Please, please, a quick and simple solution on import, way overdue.
I would be more than happy to help test it.
For my part:
- Even a crude check would be helpful (e.g., "Zotero thinks the following may be duplicates...")
- It seems one problem is maintaining links between writing and the library as duplicates are removed? From what I can understand this creates complexity with the unique identifying code for each database entry. I'm quite happy to re-insert references to my work (i.e., break the link between the library and the paper) if this is what it takes to have a remove duplicates function. Also, if this keeps Zotero's code simple and so more reliable it definitely gets a big vote from me.
Thanks for all the work. Any news on when this duplicate removal function will come?
If something "quick and dirty" is implemented now, it will most likely backfire by causing compatibility issues when users later migrate to a "more proper" duplicate detection.
There is some functionality for duplicate removing available in the latest version, but it is not enabled by default due to potential problems. If you search the forum, you will probably find instructions. (I do not remember how to enable it.)
I'm a fairly new user (months) to Zotero. I've a couple of papers that use shared libraries. I'd certainly like a duplicate detection for these libraries as well as my 'own' (i.e., not shared) libraries. Why?
At the moment I can't import my references from Endnote completely. If the process has a problem, as it has three times, duplicates very quickly build up.
I'd like to feel condident Zotero will stay reliable. Many software problems seem to start from trying to maintain backward compatability. As the software gets more complex and more involved it is harder to maintain and less reliable. If that means perhaps users have to do a little extra then perhaps that is helpful?
Perhaps a solution is to have choice about which libraries are examined for duplicates? This way libraries that are shared and on-going remain untouched. If a shared library can only administrators run duplicate check to avoid problems highlighted in the previous post.
Thanks for flagging the availability of some functionality to check for duplicates.
But yeah, I think mark's point about stopping duplicates on import should be doable without the above: low-hanging fruit. I don't remember, but didn't Frank's code fix this? If it did, can you review it Dan?
citeproc-js seems to be settling down nicely, at long last. Most of the time I've put into it over the past couple of weeks has been spent on refactoring and voluntary extensions. Shouldn't be much of a burden going forward. He said.
I do not know much about the structure of the zotero-code but it could be possible to customize a saved search as a duplicate-check.
1. Each item should get an additional property “version”. Standard value should be 0.
2. The program should check on import if the entry already exists (e.g. tile/author).

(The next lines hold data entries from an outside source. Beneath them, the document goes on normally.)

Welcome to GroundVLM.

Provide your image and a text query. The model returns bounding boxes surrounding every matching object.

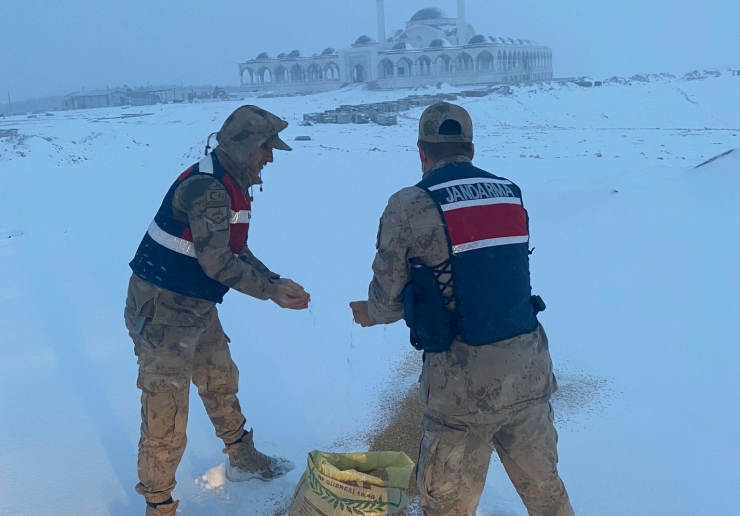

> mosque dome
[355,36,375,45]
[429,38,452,48]
[468,34,491,45]
[409,7,448,22]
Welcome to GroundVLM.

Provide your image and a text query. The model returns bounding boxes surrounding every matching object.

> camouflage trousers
[124,276,245,503]
[416,402,574,516]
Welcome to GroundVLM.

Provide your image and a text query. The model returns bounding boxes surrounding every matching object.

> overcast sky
[0,0,740,104]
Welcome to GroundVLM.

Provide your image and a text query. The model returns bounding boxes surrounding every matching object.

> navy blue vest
[416,163,538,346]
[129,153,250,303]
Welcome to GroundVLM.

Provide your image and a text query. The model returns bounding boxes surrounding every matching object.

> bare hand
[349,301,375,328]
[270,278,311,310]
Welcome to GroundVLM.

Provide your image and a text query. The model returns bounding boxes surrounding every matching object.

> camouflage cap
[216,106,293,157]
[419,102,473,143]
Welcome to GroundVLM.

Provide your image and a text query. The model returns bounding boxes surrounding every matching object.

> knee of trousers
[193,365,239,396]
[137,372,190,449]
[416,416,491,516]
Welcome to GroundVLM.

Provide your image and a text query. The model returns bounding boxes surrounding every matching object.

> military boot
[144,498,180,516]
[224,430,295,482]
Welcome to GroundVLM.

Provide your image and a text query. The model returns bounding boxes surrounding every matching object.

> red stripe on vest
[445,204,529,246]
[221,173,252,254]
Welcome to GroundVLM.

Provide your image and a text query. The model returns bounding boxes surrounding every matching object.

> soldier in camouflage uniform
[350,103,574,516]
[125,106,310,516]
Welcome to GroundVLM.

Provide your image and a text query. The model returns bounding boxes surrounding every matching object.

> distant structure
[62,88,185,109]
[239,0,553,94]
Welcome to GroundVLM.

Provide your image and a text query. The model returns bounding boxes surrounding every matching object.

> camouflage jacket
[368,156,556,416]
[368,156,470,324]
[165,148,280,306]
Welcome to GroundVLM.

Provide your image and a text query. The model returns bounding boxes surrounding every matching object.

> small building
[62,90,129,109]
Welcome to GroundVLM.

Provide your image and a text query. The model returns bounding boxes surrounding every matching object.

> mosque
[239,0,552,94]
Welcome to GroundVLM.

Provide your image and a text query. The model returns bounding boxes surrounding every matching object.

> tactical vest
[129,153,252,303]
[411,163,538,347]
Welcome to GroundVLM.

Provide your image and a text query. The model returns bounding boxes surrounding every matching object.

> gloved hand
[349,301,375,328]
[270,278,311,310]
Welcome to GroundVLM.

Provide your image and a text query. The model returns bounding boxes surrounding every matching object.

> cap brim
[265,134,293,151]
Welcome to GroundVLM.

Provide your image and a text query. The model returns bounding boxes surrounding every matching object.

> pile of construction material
[303,93,466,126]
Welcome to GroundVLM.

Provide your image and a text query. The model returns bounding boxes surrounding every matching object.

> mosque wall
[239,0,553,94]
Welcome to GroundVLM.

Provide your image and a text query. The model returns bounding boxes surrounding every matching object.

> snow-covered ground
[0,74,740,516]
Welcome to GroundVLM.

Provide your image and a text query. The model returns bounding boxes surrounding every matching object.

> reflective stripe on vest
[146,221,197,258]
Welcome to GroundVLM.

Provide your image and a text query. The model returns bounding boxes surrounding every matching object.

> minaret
[375,0,385,45]
[457,0,468,45]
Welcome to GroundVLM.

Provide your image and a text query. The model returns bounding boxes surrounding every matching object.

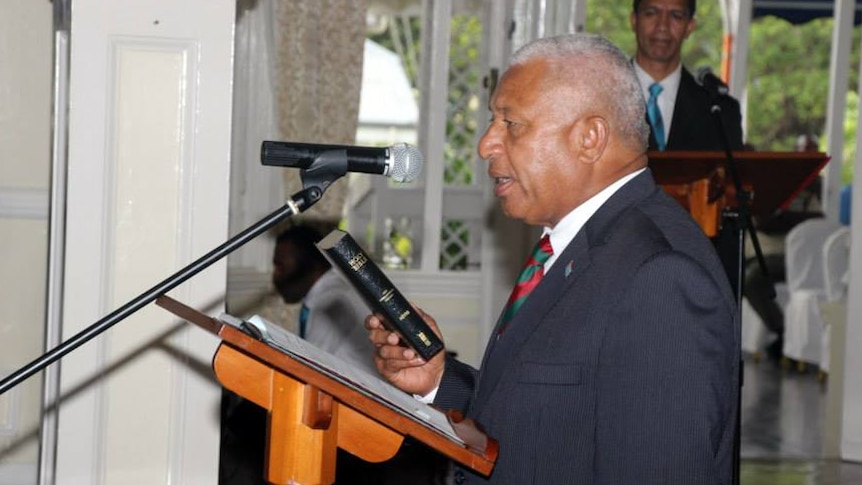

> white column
[56,0,235,484]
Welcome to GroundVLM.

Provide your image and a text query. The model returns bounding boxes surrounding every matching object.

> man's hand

There is no need to make the detection perfect, as long as every duplicate is found.
3. Then it should set the value of the existing item to 1 and the value of the new item to 2.
4. A saved search could be customized to show all items with version > 0.
Here are all potential duplicates listed. One can go through it step by step deleting duplicate entries or (in case of false duplicate) set the version-number to 0.
If such a code once is implemented it will get easier to advance it getting a real duplicate-check, but for now this would really be enough.
Regards,
Kevin
Remember the real challenge is not to find duplicates but to not break citations that use one of them.
That is why I would recommend to split the task.
The first one is to avoid importing duplicates.
The second one is to deal with existing duplicates.
The first task is the main one, as if it is done correctly, it makes the second one unnecessarry - and luckily it is the easier one to do.
In addition it would be much of a simplification for dealing with the second task if there would be a list of all duplicates. The user could decide by himself which items to delete or which to keep or how to deal with them (e.g. one could set a tag "duplicate" instead of deleting).
I did not know that you are this far already. I am looking forward to the final version and try to keep patience.